Jun 24, 2013, 8:23 AM EDT
At least not usually. These days you’re way more likely to buy your tickets online and get a paper printout instead of a traditional ticket. Paul Lukas, writing at The New Republic, is not a fan of this development. Partially because actual tickets look cool and, in their own way, are almost like little pieces of art. But also because of what they represent:
So the real cost of digital ticketing isn’t just the loss of nicely designed physical items. It’s also the loss of documentation, the loss of personal totems that serve as touchstones to past experiences. Of course, digital tickets are documented too, since every ticket purchase and turnstile scan ends up on a hard drive or server as more data to be mined. But that’s not the same as having an envelope full of stubs that you can pull out of the drawer whenever you like.
I understand that.

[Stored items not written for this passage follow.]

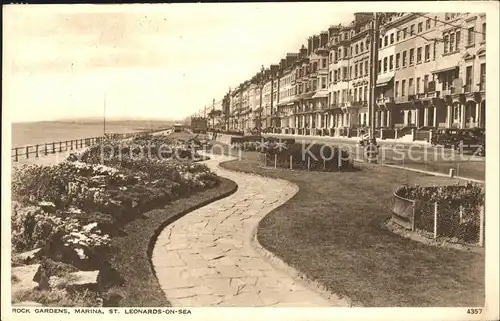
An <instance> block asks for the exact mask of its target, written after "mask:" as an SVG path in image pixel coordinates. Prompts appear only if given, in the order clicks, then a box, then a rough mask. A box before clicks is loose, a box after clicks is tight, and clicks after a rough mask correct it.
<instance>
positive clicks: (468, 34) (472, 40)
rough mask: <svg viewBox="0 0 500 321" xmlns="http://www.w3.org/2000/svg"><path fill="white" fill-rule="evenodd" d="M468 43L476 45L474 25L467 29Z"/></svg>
mask: <svg viewBox="0 0 500 321" xmlns="http://www.w3.org/2000/svg"><path fill="white" fill-rule="evenodd" d="M467 45H468V46H474V27H470V28H469V29H468V30H467Z"/></svg>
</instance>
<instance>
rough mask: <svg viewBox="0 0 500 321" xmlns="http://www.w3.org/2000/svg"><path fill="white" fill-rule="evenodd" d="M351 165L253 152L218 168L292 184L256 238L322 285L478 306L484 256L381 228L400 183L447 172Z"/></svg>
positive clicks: (388, 216)
mask: <svg viewBox="0 0 500 321" xmlns="http://www.w3.org/2000/svg"><path fill="white" fill-rule="evenodd" d="M356 166H357V167H359V168H360V169H361V171H358V172H344V173H342V172H329V173H325V172H307V171H290V170H284V169H278V170H275V169H274V168H262V166H260V164H259V162H258V157H257V155H256V153H245V154H244V157H242V159H241V160H239V161H231V162H226V163H224V164H222V167H224V168H227V169H230V170H237V171H241V172H247V173H255V174H260V175H265V176H269V177H274V178H279V179H285V180H288V181H290V182H292V183H295V184H297V185H298V186H299V189H300V190H299V192H298V193H297V194H296V195H295V196H294V197H293V198H292V199H291V200H290V201H288V202H287V203H285V204H284V205H283V206H281V207H279V208H278V209H276V210H274V211H273V212H271V213H270V214H268V215H267V216H266V217H265V218H264V219H263V220H262V221H261V222H260V223H259V227H258V231H257V237H258V241H259V242H260V244H261V245H262V246H264V247H265V248H266V249H267V250H269V251H271V252H273V253H274V254H275V255H277V256H278V257H279V258H281V259H282V260H283V261H285V262H286V263H287V264H289V265H291V266H292V267H294V268H296V269H297V270H299V271H301V272H302V273H304V274H305V275H306V276H307V277H308V278H310V279H312V280H314V281H317V282H319V283H320V284H323V285H324V286H325V287H326V288H327V289H328V290H330V291H332V292H334V293H336V294H338V295H340V296H347V297H348V298H349V299H350V300H351V301H352V302H353V303H354V305H359V306H367V307H396V306H399V307H404V306H409V307H436V306H447V307H452V306H483V305H484V255H483V254H478V253H471V252H462V251H458V250H455V249H448V248H439V247H432V246H429V245H426V244H422V243H419V242H416V241H413V240H410V239H406V238H403V237H401V236H398V235H395V234H393V233H392V232H390V231H388V230H387V229H385V228H383V227H382V224H383V223H384V221H385V220H386V219H387V218H388V217H389V216H390V204H391V203H390V202H391V199H392V193H393V192H394V190H395V189H396V188H397V187H398V186H399V185H402V184H405V183H406V184H420V185H428V184H455V183H456V180H452V179H449V178H446V177H436V176H430V175H423V174H420V173H415V172H409V171H405V170H398V169H392V168H387V167H382V166H373V165H368V164H356Z"/></svg>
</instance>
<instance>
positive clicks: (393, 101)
mask: <svg viewBox="0 0 500 321" xmlns="http://www.w3.org/2000/svg"><path fill="white" fill-rule="evenodd" d="M391 103H394V97H380V98H377V104H391Z"/></svg>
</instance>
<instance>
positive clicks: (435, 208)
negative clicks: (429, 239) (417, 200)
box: [434, 202, 438, 239]
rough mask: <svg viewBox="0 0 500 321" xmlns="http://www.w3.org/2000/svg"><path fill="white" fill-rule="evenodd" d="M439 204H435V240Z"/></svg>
mask: <svg viewBox="0 0 500 321" xmlns="http://www.w3.org/2000/svg"><path fill="white" fill-rule="evenodd" d="M437 218H438V204H437V202H434V239H437Z"/></svg>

As a fellow oldster I kinda miss tickets. Missed even more in this vein: LP album art. Yes, I know vinyl is making a comeback but not in anything approaching volume, and not for acts which might make bad album art, which was almost as fun as good album art.
But unlike Lukas, my missing tickets and things is merely a fleeting aesthetic bummer. I don’t feel like we’re short any means of documenting our experiences these days. Quite to the contrary. Paul has a blog. I do too and anyone can have one if they want one. Plus Facebook and Instagram. Plus Baseball-Reference.com has the box score, attendance and game time temperature of every game played in our lifetimes. If anything we have a surplus of memory-jogging remembrances of games we attend. Maybe you can’t put that in a drawer, but unlike Lukas, most people don’t keep good track of their ticket stubs and other totems. And given the vagaries of memory, the new manner of documentation is way more detailed and way more reliable.
I went to a Braves-Phillies game in Veteran’s Stadium around the Fourth of July in 1989. I remember being in the park and I have a snapshot of my brother, my cousin and me out in the right field stands but I can’t really remember what was going on when we took the picture. I long since lost the ticket stub. But I can go to Baseball-Reference.com and, ah … there it is. I found it because I remember it was a Sunday and John Smoltz pitched, but before I clicked that I had no memory of Lonnie Smith being the offensive hero of the game. My untrustworthy memory probably caused me to block out everything good Lonnie Smith did sometime around October 1991 …
Now think about games you’ve gone to in the past couple of years. You may have checked in at the ballpark on Facebook or Foursquare. If you were so inclined you could have all manner of pictures you captioned in real time. If you’re like me you may have tweeted funny things that happened during the game. You may have a scorebook. Even if you did nothing but sit back, drink beer and watch the game, you still have a comprehensive digital record of it by virtue of the work of online folk and MLB and everyone else keeping track of the game. While you don’t have that satisfying ticket stub any longer, if you wanted to document that game in a manner which helps preserve your memory of it you have more tools at your disposal than you ever did.
Which isn’t to say that old school tickets aren’t cool and that I don’t miss them. It’s just that like autographs and any number of other things, they’re not essential to our memories and experiences. And the things we have which serve their purpose today, however easily mocked as frivolous and disposable, are just as effective in that regard. Maybe even more so.